ValueError – If the given space is not a discrete one.


>>> import torch
>>> import gymnasium as gym
>>> from ray.rllib.utils.torch_utils import one_hot
>>> x = torch.IntTensor([0, 3])  # batch-dim=2
>>> # Discrete space with 4 (one-hot) slots per batch item.
>>> s = gym.spaces.Discrete(4)
>>> one_hot(x, s) 
tensor([[1, 0, 0, 0], [0, 0, 0, 1]])
>>> x = torch.IntTensor([[0, 1, 2, 3]])  # batch-dim=1
>>> # MultiDiscrete space with 5 + 4 + 4 + 7 = 20 (one-hot) slots
>>> # per batch item.
>>> s = gym.spaces.MultiDiscrete([5, 4, 4, 7])
>>> one_hot(x, s) 
tensor([[1, 0, 0, 0, 0,
         0, 1, 0, 0,
         0, 0, 1, 0,
         0, 0, 0, 1, 0, 0, 0]])
ray.rllib.utils.torch_utils.reduce_mean_ignore_inf(x: Union[numpy.array, tf.Tensor, torch.Tensor], axis: Optional[int] = None) Union[numpy.array, tf.Tensor, torch.Tensor][source]#

Same as torch.mean() but ignores -inf values.

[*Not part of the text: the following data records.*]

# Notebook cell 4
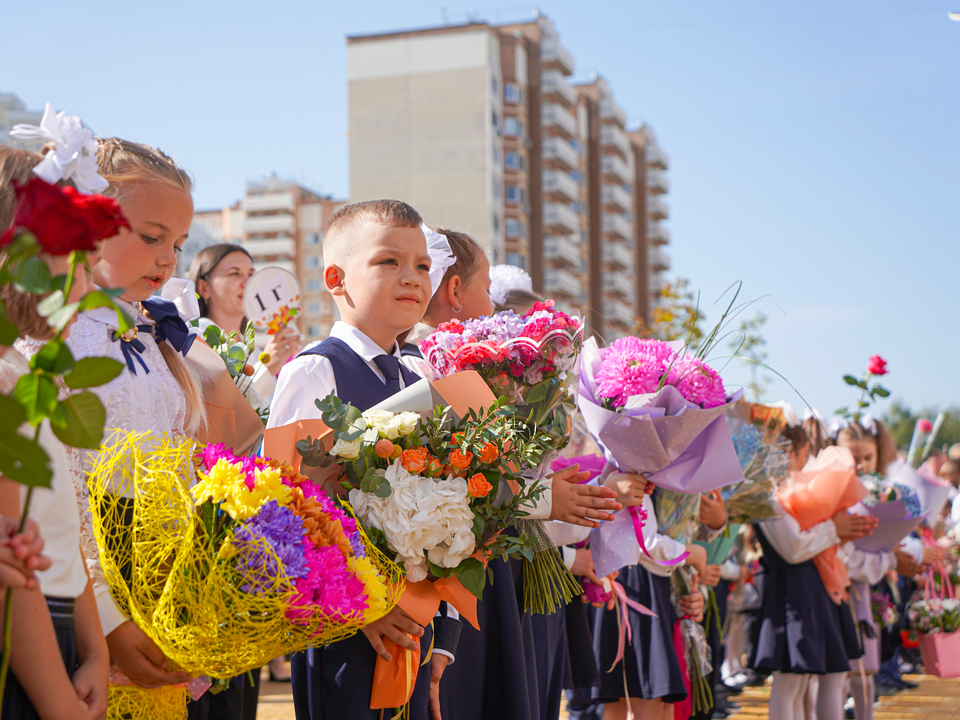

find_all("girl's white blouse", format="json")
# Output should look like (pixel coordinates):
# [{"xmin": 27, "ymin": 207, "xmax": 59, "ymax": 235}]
[{"xmin": 67, "ymin": 302, "xmax": 187, "ymax": 635}]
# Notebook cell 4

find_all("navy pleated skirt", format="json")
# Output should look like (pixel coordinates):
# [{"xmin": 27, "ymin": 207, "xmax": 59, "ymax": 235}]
[{"xmin": 593, "ymin": 565, "xmax": 687, "ymax": 703}]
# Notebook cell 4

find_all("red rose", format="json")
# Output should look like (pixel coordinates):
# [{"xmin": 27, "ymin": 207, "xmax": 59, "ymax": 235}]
[
  {"xmin": 867, "ymin": 355, "xmax": 887, "ymax": 375},
  {"xmin": 0, "ymin": 178, "xmax": 130, "ymax": 255}
]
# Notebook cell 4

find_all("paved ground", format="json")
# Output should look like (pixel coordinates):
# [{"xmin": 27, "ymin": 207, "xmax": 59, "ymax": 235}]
[{"xmin": 257, "ymin": 675, "xmax": 960, "ymax": 720}]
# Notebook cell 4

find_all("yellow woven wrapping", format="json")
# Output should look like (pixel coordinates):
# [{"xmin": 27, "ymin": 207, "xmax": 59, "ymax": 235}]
[{"xmin": 88, "ymin": 432, "xmax": 402, "ymax": 718}]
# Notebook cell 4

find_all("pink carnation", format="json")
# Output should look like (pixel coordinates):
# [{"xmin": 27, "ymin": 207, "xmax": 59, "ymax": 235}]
[{"xmin": 674, "ymin": 358, "xmax": 727, "ymax": 408}]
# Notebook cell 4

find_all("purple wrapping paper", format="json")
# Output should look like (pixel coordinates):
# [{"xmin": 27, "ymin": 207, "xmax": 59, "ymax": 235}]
[{"xmin": 850, "ymin": 500, "xmax": 927, "ymax": 552}]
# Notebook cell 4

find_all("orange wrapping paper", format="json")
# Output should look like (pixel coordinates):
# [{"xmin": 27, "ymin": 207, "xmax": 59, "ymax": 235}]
[{"xmin": 777, "ymin": 447, "xmax": 867, "ymax": 605}]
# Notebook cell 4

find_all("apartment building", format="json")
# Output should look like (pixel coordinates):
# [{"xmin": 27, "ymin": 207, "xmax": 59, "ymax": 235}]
[
  {"xmin": 347, "ymin": 17, "xmax": 669, "ymax": 339},
  {"xmin": 0, "ymin": 92, "xmax": 43, "ymax": 152},
  {"xmin": 191, "ymin": 176, "xmax": 346, "ymax": 340}
]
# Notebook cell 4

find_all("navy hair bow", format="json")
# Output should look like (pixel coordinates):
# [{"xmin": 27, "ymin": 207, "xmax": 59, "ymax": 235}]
[{"xmin": 113, "ymin": 297, "xmax": 197, "ymax": 375}]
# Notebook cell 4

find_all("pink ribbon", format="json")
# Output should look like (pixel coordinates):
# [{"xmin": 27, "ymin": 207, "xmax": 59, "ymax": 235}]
[
  {"xmin": 607, "ymin": 580, "xmax": 657, "ymax": 672},
  {"xmin": 627, "ymin": 505, "xmax": 690, "ymax": 566}
]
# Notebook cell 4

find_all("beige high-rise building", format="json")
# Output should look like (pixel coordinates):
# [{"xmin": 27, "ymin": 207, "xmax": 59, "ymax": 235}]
[
  {"xmin": 190, "ymin": 177, "xmax": 346, "ymax": 340},
  {"xmin": 347, "ymin": 17, "xmax": 669, "ymax": 339}
]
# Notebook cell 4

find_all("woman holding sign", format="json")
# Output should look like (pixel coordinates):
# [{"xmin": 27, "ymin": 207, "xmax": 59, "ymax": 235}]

  • x – The input tensor to reduce mean over.

  • axis – The axis over which to reduce. None for all axes.


The mean reduced inputs, ignoring inf values.

ray.rllib.utils.torch_utils.sequence_mask(lengths: Union[numpy.array, tf.Tensor, torch.Tensor], maxlen: Optional[int] = None, dtype=None, time_major: bool = False) Union[numpy.array, tf.Tensor, torch.Tensor][source]#

Offers same behavior as tf.sequence_mask for torch.

Thanks to Dimitris Papatheodorou ( 39036).

  • lengths – The tensor of individual lengths to mask by.

  • maxlen – The maximum length to use for the time axis. If None, use the max of lengths.

  • dtype – The torch dtype to use for the resulting mask.

  • time_major – Whether to return the mask as [B, T] (False; default) or as [T, B] (True).


The sequence mask resulting from the given input and parameters.

ray.rllib.utils.torch_utils.set_torch_seed(seed: Optional[int] = None) None[source]#

Sets the torch random seed to the given value.


seed – The seed to use or None for no seeding.

ray.rllib.utils.torch_utils.softmax_cross_entropy_with_logits(logits: Union[numpy.array, tf.Tensor, torch.Tensor], labels: Union[numpy.array, tf.Tensor, torch.Tensor]) Union[numpy.array, tf.Tensor, torch.Tensor][source]#

Same behavior as tf.nn.softmax_cross_entropy_with_logits.

  • x – The input predictions.

  • labels – The labels corresponding to x.


The resulting softmax cross-entropy given predictions and labels.

class ray.rllib.utils.torch_utils.Swish[source]#

Defines the computation performed at every call.

Should be overridden by all subclasses.


Although the recipe for forward pass needs to be defined within this function, one should call the Module instance afterwards instead of this since the former takes care of running the registered hooks while the latter silently ignores them.